Most people living with Ehlers-Danlos syndrome (EDS) are used to a long and straining path to diagnosis, full of prejudice and gaslighting. Davina Brigant knows this journey all too well. “As far as I remember, during my childhood, I always had some problems. I was very flexible. People always told me that about myself, because at first, I looked sporty, but when I started to move, they saw my flexibility. I was also suffering from belly problems, headaches, migraines, and many things that I now know may be related”, she says.

“I saw many doctors in France, but they did not give me any answers. The specialists didn’t listen to me. They said that it was in my head. So I gave up and tried to manage the problems myself. Later I read an article about 23 signs of hypermobility, and I matched almost all. I also tried the Beighton score, first by myself and then with a provider, and that was when I thought: maybe I have this condition”,  Davina adds.

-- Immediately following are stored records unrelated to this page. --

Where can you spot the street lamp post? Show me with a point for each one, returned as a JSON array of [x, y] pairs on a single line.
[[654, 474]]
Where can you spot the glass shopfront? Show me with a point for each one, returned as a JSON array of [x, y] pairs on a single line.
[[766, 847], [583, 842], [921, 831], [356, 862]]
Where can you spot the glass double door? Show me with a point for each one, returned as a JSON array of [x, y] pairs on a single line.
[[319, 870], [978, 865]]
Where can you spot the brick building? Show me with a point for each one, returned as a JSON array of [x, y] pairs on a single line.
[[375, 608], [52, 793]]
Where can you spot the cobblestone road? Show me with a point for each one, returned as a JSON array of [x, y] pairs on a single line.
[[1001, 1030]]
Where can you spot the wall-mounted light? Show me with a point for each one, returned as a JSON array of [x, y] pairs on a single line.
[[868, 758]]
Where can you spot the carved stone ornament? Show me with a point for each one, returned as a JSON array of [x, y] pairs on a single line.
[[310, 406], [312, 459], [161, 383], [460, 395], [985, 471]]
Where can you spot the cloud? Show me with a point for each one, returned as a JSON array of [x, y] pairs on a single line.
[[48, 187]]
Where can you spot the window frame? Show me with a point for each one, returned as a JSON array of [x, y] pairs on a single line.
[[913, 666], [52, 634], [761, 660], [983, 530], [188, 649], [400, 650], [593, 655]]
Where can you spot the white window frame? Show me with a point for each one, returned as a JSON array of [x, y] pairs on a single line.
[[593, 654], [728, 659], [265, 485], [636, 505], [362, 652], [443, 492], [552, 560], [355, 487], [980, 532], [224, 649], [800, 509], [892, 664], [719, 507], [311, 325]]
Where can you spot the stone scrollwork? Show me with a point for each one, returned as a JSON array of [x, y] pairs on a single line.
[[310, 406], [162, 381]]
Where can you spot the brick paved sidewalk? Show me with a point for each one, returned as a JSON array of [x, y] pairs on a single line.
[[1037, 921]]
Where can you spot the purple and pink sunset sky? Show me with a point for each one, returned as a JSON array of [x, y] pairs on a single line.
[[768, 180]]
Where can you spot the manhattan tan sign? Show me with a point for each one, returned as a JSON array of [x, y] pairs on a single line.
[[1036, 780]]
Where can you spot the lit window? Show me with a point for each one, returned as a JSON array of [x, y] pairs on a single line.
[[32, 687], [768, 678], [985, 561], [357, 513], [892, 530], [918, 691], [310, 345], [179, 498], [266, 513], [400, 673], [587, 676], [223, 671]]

For years, her pain and symptoms were dismissed by doctors until a recent genetic test provided a clue: a previously unseen variant in the ADAMTSL2 gene, possibly linked to a rarer form of EDS. Yet because she is the only known patient with this variant, the result remains inconclusive. Officially, she is still undiagnosed — caught in a medical limbo that leaves her without closure. Out of this deeply personal struggle, however, an idea was born: the Brigant Lab. Together with her partner, molecular biologist Benjamin Brigant, Davina set out to build a laboratory that merges lived experience with cutting-edge science — with the goal of advancing knowledge about EDS and other connective tissue disorders.

The Brigant Lab

The Brigant Lab focuses on chondrocyte biology, the study of the cartilage cells that are central to joint health, and investigates how these cells behave under pathological conditions. Their projects explore the molecular mechanisms of rheumatic diseases, osteoarthritis, and now also the Ehlers-Danlos syndromes, with a special focus on inflammation and altered signaling pathways.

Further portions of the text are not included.